As some of might know, I purchased a Sony Cybershot HX7V for 15600. I just want to know if there is even a better camera I *could have bought* in same price range.... Just asking if this was my best buy


----------



## sujoyp (Jul 25, 2011)

yaah saw that it other thread...congrats...I think its sufficient for u to start learning...now give me some answers..I will take a test 

1. does it have aperture priority, shutter priority , manual mode and program auto mode
2. can it record 1080p video
3. does it support SDXC cards
4. does it have a panaroma shot mode


----------



## Nipun (Jul 25, 2011)

Thanks. 

1: Whats aperture priority?  Whats Shutter Priority? 
And it has manual and program auto modes.

2: Yup, it can record at 1080. Its movie recording resolution is 1920*1080.

3: yup, it does support SDXC cards.
4: Yup, it has panaroma shot mode.

It also has a 3d panaroma, not sure what it does


----------



## Soumik (Jul 26, 2011)

^^ Isnt HX9V available for almost same price... You should go for that one.


----------



## Nipun (Jul 26, 2011)

Soumik said:


> ^^ Isnt HX9V available for almost same price... You should go for that one.


its for 18k.


----------



## Soumik (Aug 7, 2011)

^^ Its available for 15K online buddy. Letsbuy.com


----------



## Deleted member 118788 (Aug 7, 2011)

How My Panasonic Lumix DMC-TZ10 Will Compare With Cybershot HX7V? Which is better?


----------



## sujoyp (Aug 7, 2011)

with side by side comparison I can say ...
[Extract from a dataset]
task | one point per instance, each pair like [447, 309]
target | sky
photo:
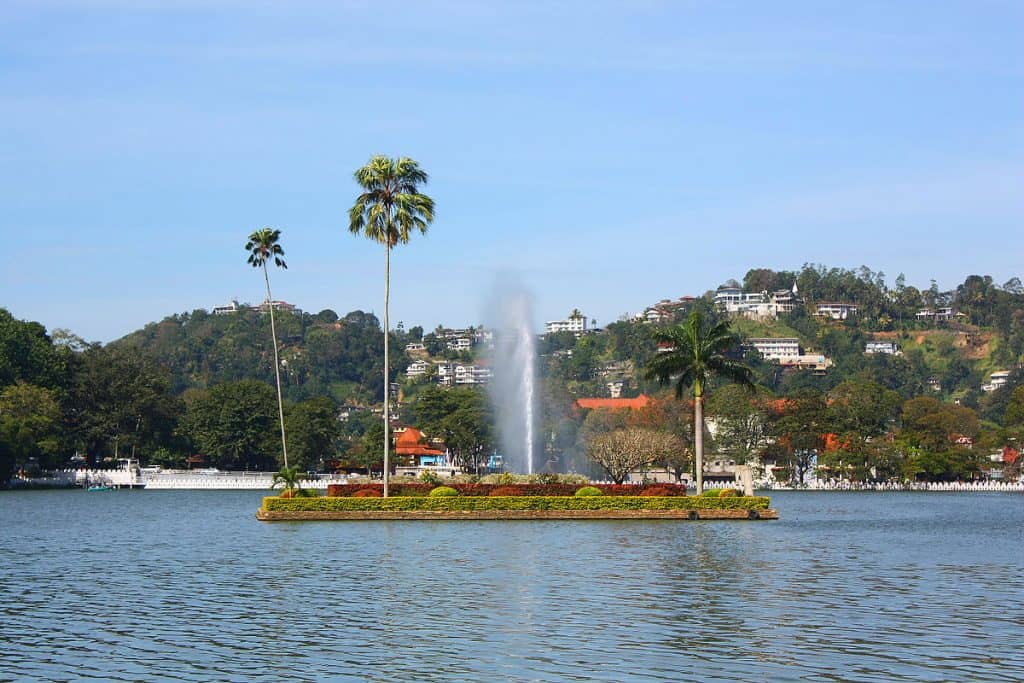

TZ10 have CCD sensor, normal focus distance of 50cm, faster shutter speed of 1/2000 and aperture priority and shutter priority setting

HX7V have CMOS sensor, 90cm normal focus distance..faster continuous shots of 10 shots per second

here is the link *www.dpreview.com/products/compare/side-by-side?products=panasonic_dmczs7&products=sony_dschx7v


----------



## Soumik (Aug 7, 2011)

@Geek-With-Lens - compared to HX7v, i'd say TZ10.  compared HX9V... i would equal with less number of features...


----------



## sujoyp (Aug 7, 2011)

the best thing in TZ10 is manual modes like aperture priority, shutter priority, ...which help in learning photography...if u prefer automatic mode then HX7V or HX9V is ok


----------